Scrubbing Data with Non-1NF Tables - Part 1

by Joe Celko

SQL does not require that a table have unique constraints, a primary key, or anything else that would ensure data integrity. In short, you can use a table pretty much like a file if you wish. Is this a bad thing?

Well, mostly yes and a little no. You should never have such a beast in your final schema, but one common programming trick is to use a table without any constraints as a staging area. You load data from an external source into one of these non_TABLEs, scrub it and pass it along to a real table in the actual schema. The trouble is that a lot of the time, the non-TABLE is denormalized as well as full of bad data. You can do some normalization from the staging table into another set of scrubbing tables, but you can also do some work with the table as it stands.

This example is based on material posted by a Newbie on a SQL newsgroup, but his situation is not uncommon. He gets raw data from a source that can have duplicate rows and repeating groups in violation of First Normal Form (1NF).
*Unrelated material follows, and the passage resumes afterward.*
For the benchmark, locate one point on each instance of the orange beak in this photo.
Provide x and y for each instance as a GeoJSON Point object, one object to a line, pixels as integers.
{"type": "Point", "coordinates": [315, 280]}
His scrub tables look like this:

CREATE TABLE PeopleSkills
(name VARCHAR(10) NOT NULL,
  code1 INTEGER NOT NULL,
  code2 INTEGER NOT NULL,
  code3 INTEGER NOT NULL,
  code4 INTEGER NOT NULL,
  code5 INTEGER NOT NULL);

INSERT INTO PeopleSkills VALUES ('mary', 1, 7, 8, 9, 13);
INSERT INTO PeopleSkills VALUES ('mary', 1, 7, 8, 9, 13);
INSERT INTO PeopleSkills VALUES ('mary', 1, 7, 7, 7, 13);
INSERT INTO PeopleSkills VALUES ('mary', 1, 7, 8, 9, 13);
INSERT INTO PeopleSkills VALUES ('joe', 1, 7, 8, 9, 3);
INSERT INTO PeopleSkills VALUES ('bob', 1, 7, 8, 9, 3);
INSERT INTO PeopleSkills VALUES ('larry', 22, 17, 18, 19, 113); -- notarget codes
INSERT INTO PeopleSkills VALUES ('mary', 1, 3, 2, 9, 13);
INSERT INTO PeopleSkills VALUES ('melvin', 1, 3, 2, 9, 13); -- 2 targetcodes
INSERT INTO PeopleSkills VALUES ('irving', 1, 8, 2, 9, 13); -- 1 targetcodes

Part of the scrubbing is to find which people have some or all of a particular code. The list can change, so we put it in a table of its own like this:

CREATE TABLE TargetCodes
(code INTEGER NOT NULL PRIMARY KEY,
  description VARCHAR(50) NOT NULL);
INSERT INTO TargetCodes VALUES (1, 'code1')
INSERT INTO TargetCodes VALUES (3, 'code3')
INSERT INTO TargetCodes VALUES (7, 'code7')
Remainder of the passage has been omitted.